Mark As Completed Discussion

One Pager Cheat Sheet

  • Instead of hand-coding rules, you build a machine that learns rules—a stack of layers organized as a computational graph—and TensorFlow builds the graph, runs it efficiently on CPUs/GPUs/TPUs, and optimizes the machine using gradients, combining Tensors, Flow, Autodiff, and execution engines.
  • TensorFlow represents computations as a graph of ops connected by tensors, uses automatic differentiation to compute gradients of a loss with respect to variables (automating the backward pass from your forward pass), executes efficiently across devices (CPU/GPU/TPU) with scheduling and batching, and provides optimizers like SGD and Adam to update model parameters.
  • tensor is a container for numbers with a shape (e.g., [batch, height, width, channels]), described by rank (number of dimensions) and dtype (numeric type like float32), and can be thought of as a spreadsheet with many tabs that operations broadcast and combine.
  • TensorFlow lets you write imperative Python (eager mode) that you can tf.function-trace into a computational graph—a DAG of ops (e.g., MatMul, Add, Conv2D) with tensors on the edges—so the TensorFlow runtime acts like a construction crew that reads the blueprint and executes it efficiently across hardware.
  • autodiff uses the chain rule to compute how changing each weight affects the loss, performing a forward pass to get predictions and a backward pass propagating ∂loss/∂node so the resulting gradients let an optimizer update variables via w ← w − η * ∂L/∂w with η the learning rate, without which the model can’t learn.
  • Using raw Python (no libraries), we build a mini autodiff engine whose Tensor remembers how it was made so we can backprop like TensorFlow's GradientTape—track ops → compute loss → call backward() → update weights.
  • Automatic differentiation must record the computational graph — i.e. the recorded history of how each tensor was computed (the op, its inputs and output, and the node’s grad_fn) — because it applies the chain rule to composed operations and needs that structure to perform backpropagation and compute/accumulate the local derivatives.
  • TensorFlow offers Eager execution (where ops run immediately for easy debugging) and Graph mode (which traces Python into a static graph to enable optimizations like kernel fusion, device placement, and parallelism), and TF 2 defaults to eager with optional graph compilation for production.
  • TensorFlow treats a kernel as the device-specific implementation of an op, assigns work to CPU (control-heavy), GPU (massive parallel math), or TPU (matrix-math ASIC), and picks placements, manages memory copies, and runs kernels in parallel streams to maximize speed.
  • Tensors have shape and dtype as contracts—mismatches lead to errors or implicit broadcasting, and frameworks like TensorFlow validates compatibility (so MatMul won’t try to multiply [3,4] by [5,6]); rule of thumb: check shapes first, then types when something breaks.
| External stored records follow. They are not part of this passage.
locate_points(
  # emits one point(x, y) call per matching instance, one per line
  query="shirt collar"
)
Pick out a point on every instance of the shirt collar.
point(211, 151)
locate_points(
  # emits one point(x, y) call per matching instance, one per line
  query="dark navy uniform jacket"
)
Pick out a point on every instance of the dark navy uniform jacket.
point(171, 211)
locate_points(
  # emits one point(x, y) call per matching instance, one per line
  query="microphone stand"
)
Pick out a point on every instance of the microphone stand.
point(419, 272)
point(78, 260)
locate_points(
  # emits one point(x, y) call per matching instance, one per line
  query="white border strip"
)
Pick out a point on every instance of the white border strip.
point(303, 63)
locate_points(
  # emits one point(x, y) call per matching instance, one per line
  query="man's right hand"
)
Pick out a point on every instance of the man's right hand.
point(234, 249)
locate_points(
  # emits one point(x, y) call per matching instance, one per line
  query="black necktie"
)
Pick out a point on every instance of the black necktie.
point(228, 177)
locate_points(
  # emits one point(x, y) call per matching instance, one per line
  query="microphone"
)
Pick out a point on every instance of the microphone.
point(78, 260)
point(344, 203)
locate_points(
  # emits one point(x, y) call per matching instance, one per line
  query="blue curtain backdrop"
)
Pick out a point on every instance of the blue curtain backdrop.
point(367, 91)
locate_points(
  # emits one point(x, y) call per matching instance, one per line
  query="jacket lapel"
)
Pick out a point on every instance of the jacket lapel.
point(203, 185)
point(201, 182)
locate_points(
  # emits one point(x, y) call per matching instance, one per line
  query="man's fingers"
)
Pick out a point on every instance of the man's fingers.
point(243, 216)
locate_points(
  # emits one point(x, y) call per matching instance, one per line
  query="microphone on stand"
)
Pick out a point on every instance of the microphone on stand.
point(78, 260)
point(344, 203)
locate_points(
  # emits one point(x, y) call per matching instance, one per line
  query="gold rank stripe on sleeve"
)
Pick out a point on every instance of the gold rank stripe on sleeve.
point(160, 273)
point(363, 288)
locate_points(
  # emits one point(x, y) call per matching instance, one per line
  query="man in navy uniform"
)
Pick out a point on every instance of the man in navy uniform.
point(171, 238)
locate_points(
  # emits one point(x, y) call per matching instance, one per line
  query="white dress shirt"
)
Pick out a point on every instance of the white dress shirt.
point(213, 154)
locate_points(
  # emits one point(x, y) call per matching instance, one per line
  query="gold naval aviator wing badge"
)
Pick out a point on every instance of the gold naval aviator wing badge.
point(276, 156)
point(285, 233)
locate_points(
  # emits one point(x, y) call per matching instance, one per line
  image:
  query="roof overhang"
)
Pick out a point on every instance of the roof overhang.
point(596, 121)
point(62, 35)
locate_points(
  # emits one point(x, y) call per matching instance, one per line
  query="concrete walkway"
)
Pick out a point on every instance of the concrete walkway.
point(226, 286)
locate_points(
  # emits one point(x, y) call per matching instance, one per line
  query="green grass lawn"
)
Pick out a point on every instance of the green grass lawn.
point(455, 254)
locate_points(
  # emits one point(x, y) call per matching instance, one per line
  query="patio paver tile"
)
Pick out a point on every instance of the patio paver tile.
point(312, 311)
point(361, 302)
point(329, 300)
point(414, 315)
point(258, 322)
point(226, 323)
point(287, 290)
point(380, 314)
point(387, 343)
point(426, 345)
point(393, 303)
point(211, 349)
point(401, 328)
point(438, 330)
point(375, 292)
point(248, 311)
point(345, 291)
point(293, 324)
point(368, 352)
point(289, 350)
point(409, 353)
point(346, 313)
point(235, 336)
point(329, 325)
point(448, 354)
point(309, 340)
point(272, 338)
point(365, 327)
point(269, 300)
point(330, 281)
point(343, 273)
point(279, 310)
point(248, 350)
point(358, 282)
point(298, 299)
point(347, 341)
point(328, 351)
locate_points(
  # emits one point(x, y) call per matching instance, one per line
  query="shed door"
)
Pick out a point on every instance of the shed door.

  • Variables are updatable tensors and optimizers compute updates from gradients—e.g. SGD (w ← w − η g), Momentum (adds velocity), and Adam (adaptive per-parameter rates using mean and variance estimates)—and are implemented as additional ops in the graph that read gradients and write new values.
  • A tf.Variable is the mutable, persisted storage for model parameters—unlike a tf.Tensor which is immutable—so it persists across training steps, can be marked as trainable parameters (e.g. tf.Variable(..., trainable=True)) whose gradients (collected via tf.trainable_variables() or model.trainable_weights) are used by optimizers that read gradients and write new variable values via assignment ops (e.g. v.assign_sub(...)) and may create slot tf.Variables for optimizer state, while all variables (including non-trainable ones like batch-norm moving averages) are saved and restored with checkpoints (e.g. tf.train.Checkpoint / tf.train.Saver).
  • A two-layer MLP for binary classification, implemented from scratch with no external libs, explicitly performs the forward pass, computes backward gradients, and makes parameter updates to mimic TensorFlow logic—the same steps TensorFlow automates using GradientTape and optimizer.apply_gradients.
  • Because eager execution runs operations immediately, it provides immediate, inspectable values and natural Python control flow, which makes debugging, shape/gradient verification, and rapid iteration much easier (e.g., with GradientTape, tensor.numpy(), print) and supports a smooth transition to production via @tf.function, though it's slower than graph mode and still requires final testing under tracing.
  • Because large models are hungry, tf.data pipelines—by reading, shuffling, batching, prefetching, and parallelizing—act as a conveyor belt that keeps the GPU fed so your accelerators never starve.
  • tf.distribute.Strategy scales training across multiple GPUs/TPUs or machines by sharding batches, running replicas in parallel, and reducing gradients correctly (e.g., all-reduce), so workers train identical models on different data shards and share updates at checkpoints.
  • TensorFlow represents math as graphs of tensor ops, uses autodiff and device kernels to handle gradients, performance, and hardware, and so once this model clicks, using Keras feels like conducting a well-tuned orchestra.